L'assassin d'Alice, un sourire satisfait et un air à la limite de la contemplation, admirait le corps de la jeune femme qui s'enfonçait lentement dans le lac, ses spasmes incontrôlables craquant la surface de l'eau.
La saveur terriblement amère du dégoût envahit les sens du commissaire. Aveuglé par une haine sans nom, il ne fit plus attention aux bruits de ses pas.

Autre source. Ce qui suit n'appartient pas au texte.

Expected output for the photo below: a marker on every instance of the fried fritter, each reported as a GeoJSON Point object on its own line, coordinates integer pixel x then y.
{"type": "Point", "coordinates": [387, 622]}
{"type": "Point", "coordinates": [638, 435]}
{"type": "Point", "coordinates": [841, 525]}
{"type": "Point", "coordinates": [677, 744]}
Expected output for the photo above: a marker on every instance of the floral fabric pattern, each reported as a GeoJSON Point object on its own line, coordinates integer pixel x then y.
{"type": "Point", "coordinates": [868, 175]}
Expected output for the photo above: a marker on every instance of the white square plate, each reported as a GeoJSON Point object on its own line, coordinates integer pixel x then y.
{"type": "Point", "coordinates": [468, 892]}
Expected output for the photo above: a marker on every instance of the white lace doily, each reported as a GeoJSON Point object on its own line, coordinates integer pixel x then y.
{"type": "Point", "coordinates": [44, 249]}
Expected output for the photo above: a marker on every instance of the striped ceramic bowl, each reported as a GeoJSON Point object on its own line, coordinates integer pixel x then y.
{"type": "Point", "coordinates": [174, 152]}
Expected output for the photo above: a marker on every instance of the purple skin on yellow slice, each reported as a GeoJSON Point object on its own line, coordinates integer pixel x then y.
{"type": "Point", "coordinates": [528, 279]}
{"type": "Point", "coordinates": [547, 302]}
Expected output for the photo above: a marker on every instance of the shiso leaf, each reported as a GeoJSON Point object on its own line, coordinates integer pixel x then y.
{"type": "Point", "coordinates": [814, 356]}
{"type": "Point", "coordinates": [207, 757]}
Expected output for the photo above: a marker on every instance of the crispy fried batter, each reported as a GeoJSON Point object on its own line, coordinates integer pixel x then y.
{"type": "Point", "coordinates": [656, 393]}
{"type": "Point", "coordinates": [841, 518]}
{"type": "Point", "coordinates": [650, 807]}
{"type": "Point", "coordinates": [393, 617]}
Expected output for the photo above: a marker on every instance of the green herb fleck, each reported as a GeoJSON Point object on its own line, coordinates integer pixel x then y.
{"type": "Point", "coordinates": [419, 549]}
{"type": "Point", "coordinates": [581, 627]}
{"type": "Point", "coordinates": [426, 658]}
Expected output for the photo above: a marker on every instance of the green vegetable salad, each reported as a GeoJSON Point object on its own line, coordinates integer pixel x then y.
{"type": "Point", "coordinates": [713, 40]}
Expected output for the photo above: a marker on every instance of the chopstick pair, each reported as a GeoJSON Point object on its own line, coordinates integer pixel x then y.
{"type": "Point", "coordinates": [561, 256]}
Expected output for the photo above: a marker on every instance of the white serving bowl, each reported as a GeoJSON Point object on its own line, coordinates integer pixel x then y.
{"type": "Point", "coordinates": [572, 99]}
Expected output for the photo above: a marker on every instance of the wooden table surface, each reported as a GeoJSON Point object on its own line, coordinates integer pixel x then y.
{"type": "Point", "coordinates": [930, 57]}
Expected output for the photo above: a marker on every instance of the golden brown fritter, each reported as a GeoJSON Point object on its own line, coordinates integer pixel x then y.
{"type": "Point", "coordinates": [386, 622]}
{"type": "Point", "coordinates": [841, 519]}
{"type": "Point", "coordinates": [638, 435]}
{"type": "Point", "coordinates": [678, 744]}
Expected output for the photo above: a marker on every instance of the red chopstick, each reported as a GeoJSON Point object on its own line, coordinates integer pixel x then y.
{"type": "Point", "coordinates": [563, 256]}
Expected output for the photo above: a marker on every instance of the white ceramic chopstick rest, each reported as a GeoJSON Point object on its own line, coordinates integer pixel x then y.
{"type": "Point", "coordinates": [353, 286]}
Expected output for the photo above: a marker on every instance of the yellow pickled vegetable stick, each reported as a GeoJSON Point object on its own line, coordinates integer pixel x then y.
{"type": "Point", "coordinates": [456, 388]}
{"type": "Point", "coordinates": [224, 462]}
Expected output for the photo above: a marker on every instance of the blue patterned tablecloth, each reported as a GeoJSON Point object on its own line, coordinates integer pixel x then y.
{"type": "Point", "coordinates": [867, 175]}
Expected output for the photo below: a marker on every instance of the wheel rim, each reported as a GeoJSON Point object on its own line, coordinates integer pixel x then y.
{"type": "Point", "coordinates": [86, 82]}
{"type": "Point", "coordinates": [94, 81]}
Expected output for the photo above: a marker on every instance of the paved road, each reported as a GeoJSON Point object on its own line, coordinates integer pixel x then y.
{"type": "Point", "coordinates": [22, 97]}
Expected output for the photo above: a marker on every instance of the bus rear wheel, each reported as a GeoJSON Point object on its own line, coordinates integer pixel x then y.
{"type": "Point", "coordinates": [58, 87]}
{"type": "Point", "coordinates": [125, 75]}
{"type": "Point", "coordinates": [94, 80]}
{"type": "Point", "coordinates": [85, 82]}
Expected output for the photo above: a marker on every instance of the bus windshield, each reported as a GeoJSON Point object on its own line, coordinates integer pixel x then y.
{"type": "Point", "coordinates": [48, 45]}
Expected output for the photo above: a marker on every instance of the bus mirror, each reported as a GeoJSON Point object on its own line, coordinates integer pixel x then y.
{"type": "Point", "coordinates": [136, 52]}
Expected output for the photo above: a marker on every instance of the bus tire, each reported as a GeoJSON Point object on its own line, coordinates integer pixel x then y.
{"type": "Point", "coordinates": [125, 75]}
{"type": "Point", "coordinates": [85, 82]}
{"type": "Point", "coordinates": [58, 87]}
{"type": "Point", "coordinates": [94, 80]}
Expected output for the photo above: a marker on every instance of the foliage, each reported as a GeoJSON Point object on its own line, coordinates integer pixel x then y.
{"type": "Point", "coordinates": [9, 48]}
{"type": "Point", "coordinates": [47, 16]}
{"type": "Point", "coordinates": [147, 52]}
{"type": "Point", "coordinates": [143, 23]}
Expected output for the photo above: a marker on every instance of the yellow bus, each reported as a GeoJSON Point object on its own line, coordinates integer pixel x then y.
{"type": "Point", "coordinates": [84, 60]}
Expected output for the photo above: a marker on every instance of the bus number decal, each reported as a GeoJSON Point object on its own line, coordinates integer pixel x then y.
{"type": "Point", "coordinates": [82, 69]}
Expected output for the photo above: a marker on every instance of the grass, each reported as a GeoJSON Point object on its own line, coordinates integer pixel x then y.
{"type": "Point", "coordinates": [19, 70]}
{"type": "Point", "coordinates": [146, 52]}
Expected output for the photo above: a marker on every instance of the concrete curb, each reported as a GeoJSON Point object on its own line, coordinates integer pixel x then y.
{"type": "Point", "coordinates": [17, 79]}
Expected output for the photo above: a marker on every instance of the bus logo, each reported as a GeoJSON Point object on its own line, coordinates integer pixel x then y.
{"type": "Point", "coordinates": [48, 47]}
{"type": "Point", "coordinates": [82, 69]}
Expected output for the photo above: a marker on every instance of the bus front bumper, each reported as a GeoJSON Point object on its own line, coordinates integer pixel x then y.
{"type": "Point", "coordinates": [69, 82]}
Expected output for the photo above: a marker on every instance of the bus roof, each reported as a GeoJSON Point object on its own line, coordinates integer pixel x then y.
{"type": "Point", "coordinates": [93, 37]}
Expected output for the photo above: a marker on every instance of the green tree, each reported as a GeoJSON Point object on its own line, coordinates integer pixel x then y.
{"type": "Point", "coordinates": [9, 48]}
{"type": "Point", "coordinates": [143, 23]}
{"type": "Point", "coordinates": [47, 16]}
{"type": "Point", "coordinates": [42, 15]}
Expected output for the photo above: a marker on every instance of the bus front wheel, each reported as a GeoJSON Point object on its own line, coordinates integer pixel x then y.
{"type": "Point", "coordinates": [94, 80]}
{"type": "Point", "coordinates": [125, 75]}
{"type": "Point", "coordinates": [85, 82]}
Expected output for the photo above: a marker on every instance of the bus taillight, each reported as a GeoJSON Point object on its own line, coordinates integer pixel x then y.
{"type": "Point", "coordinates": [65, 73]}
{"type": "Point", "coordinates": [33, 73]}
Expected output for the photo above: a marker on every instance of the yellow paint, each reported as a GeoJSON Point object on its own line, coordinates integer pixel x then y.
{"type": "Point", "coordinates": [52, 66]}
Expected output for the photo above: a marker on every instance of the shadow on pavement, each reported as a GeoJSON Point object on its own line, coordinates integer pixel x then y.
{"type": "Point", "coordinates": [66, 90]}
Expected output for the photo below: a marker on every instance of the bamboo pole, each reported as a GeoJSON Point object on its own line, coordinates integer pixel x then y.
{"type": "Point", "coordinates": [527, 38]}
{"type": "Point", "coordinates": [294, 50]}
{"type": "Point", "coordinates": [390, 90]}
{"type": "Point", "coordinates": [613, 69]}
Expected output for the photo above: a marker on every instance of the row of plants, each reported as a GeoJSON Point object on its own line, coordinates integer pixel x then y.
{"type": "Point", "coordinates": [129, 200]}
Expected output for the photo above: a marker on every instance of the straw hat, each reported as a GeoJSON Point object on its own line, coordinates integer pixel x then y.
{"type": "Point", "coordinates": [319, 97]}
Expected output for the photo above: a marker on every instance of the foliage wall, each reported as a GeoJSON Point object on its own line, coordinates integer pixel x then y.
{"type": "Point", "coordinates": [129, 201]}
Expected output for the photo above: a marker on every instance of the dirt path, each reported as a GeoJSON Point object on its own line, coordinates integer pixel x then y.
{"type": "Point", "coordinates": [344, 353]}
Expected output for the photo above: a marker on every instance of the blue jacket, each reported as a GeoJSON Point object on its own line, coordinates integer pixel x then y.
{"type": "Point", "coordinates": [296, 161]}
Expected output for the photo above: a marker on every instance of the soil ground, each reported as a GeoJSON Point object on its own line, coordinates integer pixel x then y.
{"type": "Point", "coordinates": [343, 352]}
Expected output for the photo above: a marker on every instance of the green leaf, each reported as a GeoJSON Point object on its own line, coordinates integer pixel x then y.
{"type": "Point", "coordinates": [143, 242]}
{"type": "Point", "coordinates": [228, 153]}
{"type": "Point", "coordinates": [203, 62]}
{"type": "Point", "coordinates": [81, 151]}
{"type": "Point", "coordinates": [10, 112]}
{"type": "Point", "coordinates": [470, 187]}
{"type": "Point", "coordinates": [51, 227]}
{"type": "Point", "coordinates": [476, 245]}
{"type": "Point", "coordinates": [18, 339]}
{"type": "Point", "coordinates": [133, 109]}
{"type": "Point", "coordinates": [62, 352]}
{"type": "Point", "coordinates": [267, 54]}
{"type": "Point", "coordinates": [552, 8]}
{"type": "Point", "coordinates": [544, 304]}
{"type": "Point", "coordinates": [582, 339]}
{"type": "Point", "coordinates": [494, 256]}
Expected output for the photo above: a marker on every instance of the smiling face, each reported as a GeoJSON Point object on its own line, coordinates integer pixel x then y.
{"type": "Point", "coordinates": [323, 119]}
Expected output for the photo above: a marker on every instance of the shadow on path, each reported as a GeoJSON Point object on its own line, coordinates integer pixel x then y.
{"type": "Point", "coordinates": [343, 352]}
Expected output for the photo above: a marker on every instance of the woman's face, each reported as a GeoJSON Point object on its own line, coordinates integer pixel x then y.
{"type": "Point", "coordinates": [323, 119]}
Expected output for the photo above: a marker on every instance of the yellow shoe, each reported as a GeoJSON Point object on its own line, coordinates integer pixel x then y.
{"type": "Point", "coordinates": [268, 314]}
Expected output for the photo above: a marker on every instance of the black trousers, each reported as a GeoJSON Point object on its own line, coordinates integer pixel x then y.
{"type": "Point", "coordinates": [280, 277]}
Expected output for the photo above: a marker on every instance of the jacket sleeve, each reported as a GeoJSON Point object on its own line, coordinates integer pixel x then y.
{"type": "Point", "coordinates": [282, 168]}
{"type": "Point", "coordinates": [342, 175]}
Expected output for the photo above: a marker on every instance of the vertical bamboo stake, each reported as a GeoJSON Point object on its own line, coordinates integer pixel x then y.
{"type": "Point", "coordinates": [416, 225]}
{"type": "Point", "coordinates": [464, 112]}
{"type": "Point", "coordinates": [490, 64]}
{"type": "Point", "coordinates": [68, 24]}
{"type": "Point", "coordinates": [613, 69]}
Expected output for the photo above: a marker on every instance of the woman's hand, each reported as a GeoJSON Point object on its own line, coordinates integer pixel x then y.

L'assassin l'entendit alors et tourna la tête. Trop tard. Laurence lui assena un violent coup sur le crâne. L'homme gisait à présent sur les planches, assommé, en sang. Mais c'était le dernier de ses soucis.
"ALICE ! cria Laurence. La situation devait-elle être à ce point désespérée, chaque fois, pour qu'il daigne prononcer le prénom de la jeune femme ?"
Mut par la peur de perdre Alice, pour de bon, il plongea à son tour dans les eaux sombres et glacées. Il était difficile d'y voir, une fois sous la surface, mais par chance - s'il on veut, les rayons du soleil se réfractaient dans l'onde et là, à quelque distance, capturèrent un reflet orangé. Reconnaissant les cheveux d'Alice, Laurence fonça vers elle et la tira vers lui.
Usant d'un rocher pour se donner de l'élan, il donna un coup de pied et nagea jusqu'à la surface.